Post –by Gautam Shah
Mikveh (Mikvah, mikve, or mikva) is a Pool or Bath of clear water in which full immersion is required to regain ritual purity, after specific impure incidents. The Mikveh is a Jewish tradition, and several biblical texts spiritually associate it with the natural source of water.
No specific architectural form is specified or has emerged over the years. However, several conditions based on classical rabbinical literature define the nature of the immersion ritual and its place.
According to these rules, a Mikveh must be connected to naturally occurring water or collection of living water. It requires groundwater wells, springs or rivers. It is believed that living water is able to purify with the flow as opposed to the rainwater which must be stationary in order to purify. A cistern filled by the rain is also permitted to act as a Mikveh’s water supply. Similarly snow, ice and hail are allowed to act as the supply of water to a Mikveh, as long as it melts and flows. Ocean is considered proper for immersion where there is no Mikveh available.

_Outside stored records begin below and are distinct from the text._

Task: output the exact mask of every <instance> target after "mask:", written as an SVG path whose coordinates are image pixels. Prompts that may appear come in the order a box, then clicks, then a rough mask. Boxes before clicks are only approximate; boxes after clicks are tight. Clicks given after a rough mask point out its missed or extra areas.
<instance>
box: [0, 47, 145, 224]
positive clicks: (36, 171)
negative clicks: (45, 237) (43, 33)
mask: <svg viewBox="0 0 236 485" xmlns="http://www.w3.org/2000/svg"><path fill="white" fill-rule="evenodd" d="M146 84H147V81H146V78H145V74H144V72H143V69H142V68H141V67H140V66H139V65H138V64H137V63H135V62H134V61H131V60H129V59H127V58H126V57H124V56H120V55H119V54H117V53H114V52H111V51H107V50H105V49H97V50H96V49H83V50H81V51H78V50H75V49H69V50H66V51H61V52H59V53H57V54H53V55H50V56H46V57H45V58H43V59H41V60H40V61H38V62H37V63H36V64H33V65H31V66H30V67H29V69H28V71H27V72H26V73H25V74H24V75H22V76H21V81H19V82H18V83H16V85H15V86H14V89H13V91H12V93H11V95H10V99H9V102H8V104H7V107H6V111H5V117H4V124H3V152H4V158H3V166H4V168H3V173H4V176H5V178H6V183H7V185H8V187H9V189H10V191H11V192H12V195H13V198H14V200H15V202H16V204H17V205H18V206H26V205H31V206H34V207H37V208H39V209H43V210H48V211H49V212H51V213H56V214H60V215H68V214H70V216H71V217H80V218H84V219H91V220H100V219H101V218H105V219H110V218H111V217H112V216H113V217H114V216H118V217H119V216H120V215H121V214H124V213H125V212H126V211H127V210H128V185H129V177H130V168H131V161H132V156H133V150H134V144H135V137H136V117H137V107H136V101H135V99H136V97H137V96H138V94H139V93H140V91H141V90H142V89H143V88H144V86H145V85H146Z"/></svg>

According to the classical tradition and prescription, a Mikveh must contain enough water to cover the entire body of an average-sized man, which is approximately 40 seah (=interpreted as being 150 gallons). The depth must be such as to enable an average adult to stand upright and have the water reach at least 11 inches above the waist, so that immersion can be performed without much awkward positioning.
A Mikveh must be connected to a natural spring (surface, depression or sub-soil or underground aquifer, or to a well of naturally occurring water — like rainwater. (The word spring comes from German word ‘springer,’ which means ‘to leap from the ground’)
Ancient Mikvehs dating from 1st C are found throughout Israel as well as in historic settlements of Jewish communities. ‘In the days of the ancient Temple in Jerusalem, the Mikveh was used by all Jews who wanted to enter the precincts of the Sanctuary’. In modern times, Mikvehs can be found in most communities in Orthodox Judaism. Jewish funeral homes have a Mikveh for immersing a body during the purification procedure (Tahara) before burial. Large numbers of stepped-and-plastered mikva’ot have been found in excavations in and around Jerusalem, Most of the installations in Jerusalem were in basements of private dwellings and therefore must have served the specific domestic needs of the city inhabitants.
A convert to Judaism is required to immerse in a Mikveh as part of his/her conversion. A woman is required to immerse in a Mikveh after her menstrual period or childbirth before she and her husband can resume marital relations. Often newly acquired utensils used in serving and eating food are immersed in Mikveh. Today, Mikveh is ceremonially used by women prior to the marriage.